Sanginov was exiting a restaurant in Dushanbe when he saw a man, plainly intoxicated, harassing another man, an innocent bystander. Mekhrubon intervened and was stabbed several times with a long knife. One of the puncture wounds came perilously close to puncturing his heart.

“After he stabbed me, I ran after him and hit him and caught him to hold for the police,” recollects Sanginov. “There was a lot of confusion when the police arrived. At first, the police were not certain what had happened.
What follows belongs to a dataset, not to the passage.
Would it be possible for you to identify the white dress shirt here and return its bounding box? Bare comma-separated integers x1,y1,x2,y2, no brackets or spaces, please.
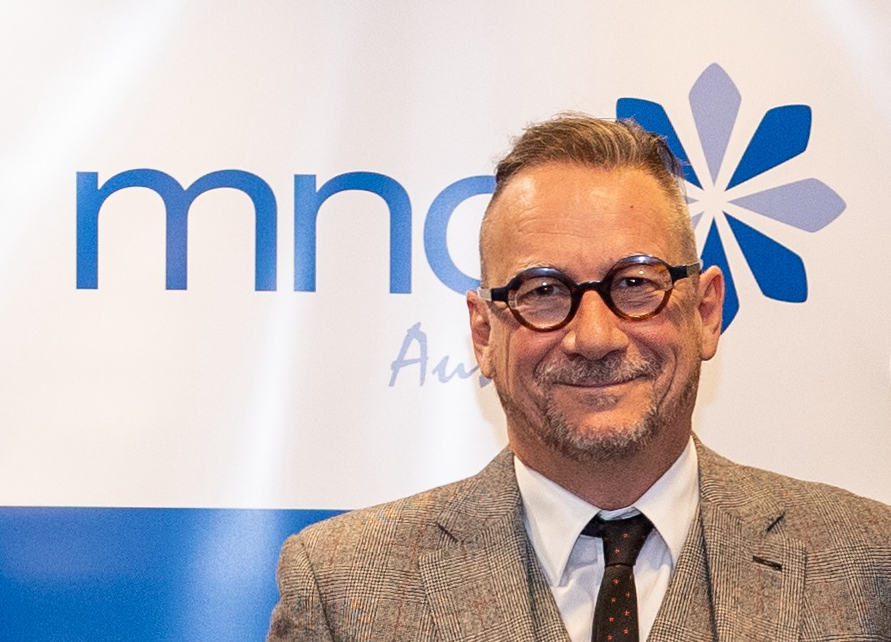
514,438,699,642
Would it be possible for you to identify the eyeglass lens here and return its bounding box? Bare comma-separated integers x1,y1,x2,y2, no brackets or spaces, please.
509,263,672,328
“By the time I got to the hospital, I had lost two liters of blood, or so I was told. After I was patched up, one of the surgeons said to me, ‘Give thanks to God because he gave you a second life.’ It is like I was born a second time.”

“I was in the wrong place at the wrong time. It could have happened in any city,” he adds. (A story about the incident on another boxing site elicited this comment from a reader: “Good man right there. World would be a better place if more folk were willing to step up when it counts.”)

Sanginov first laced on a pair of gloves at age 10 and was purportedly 105-14 as an amateur. Growing up, the boxer he most admired was Roberto Duran. “Muhammad Ali will always be the greatest and [Marvin] Hagler was great too, but Duran was always my favorite,” he says.

During his absence from the ring, Sanginov married a girl from Tajikistan and became a father. His son Makhmud was born in Las Vegas and has dual citizenship. “Ideally,” he says, “I would like to have three more children. Two more boys and the last one a daughter.”

He also put on a great deal of weight. When he returned to the gym, his trainer Bones Adams was looking at a cruiserweight. But gradually the weight came off – “I had to give up one of my hobbies; I love to eat,” he says – and he will be resuming his career at 154. “Although I am the same weight as before, I feel stronger now. Before I was more of a boy, now I am a full-grown man,” says Sanginov who turned 29 in February.

He has a lot of rust to shed. Because of all those early knockouts, he has answered the bell for only eight rounds in the last four years. Concordantly, his comeback fight on Saturday could be described as a soft re-awakening. Sanginov’s opponent Mahonri Montes, an 18-year pro from Mexico, has a decent record (36-10-2, 25 KOs) but has been relatively inactive and is only 1-3-1 in his last five. Their match at Thunder Studios in Long Beach, California, is slated for eight rounds.

On May 10, Ardreal Holmes (17-0) faces Erickson Lubin (26-2) on a ProBox card in Kissimmee, Florida. It’s an IBF super welterweight title eliminator, meaning that the winner (in theory) will proceed directly to a world title fight.

Sanginov will be watching closely. He and Holmes were scheduled to meet in March of 2022 in the main event of a ShoBox card on Showtime. That match fell out when Sanginov suffered an ankle injury in sparring.

If not for a twist of fate, that may have been Mekhrubon Sanginov in that IBF eliminator, rather than Ardreal Holmes. We will never know, but one thing we do know is that Mekhrubon’s world title aspirations were too strong to be ruined by a knife-wielding bully.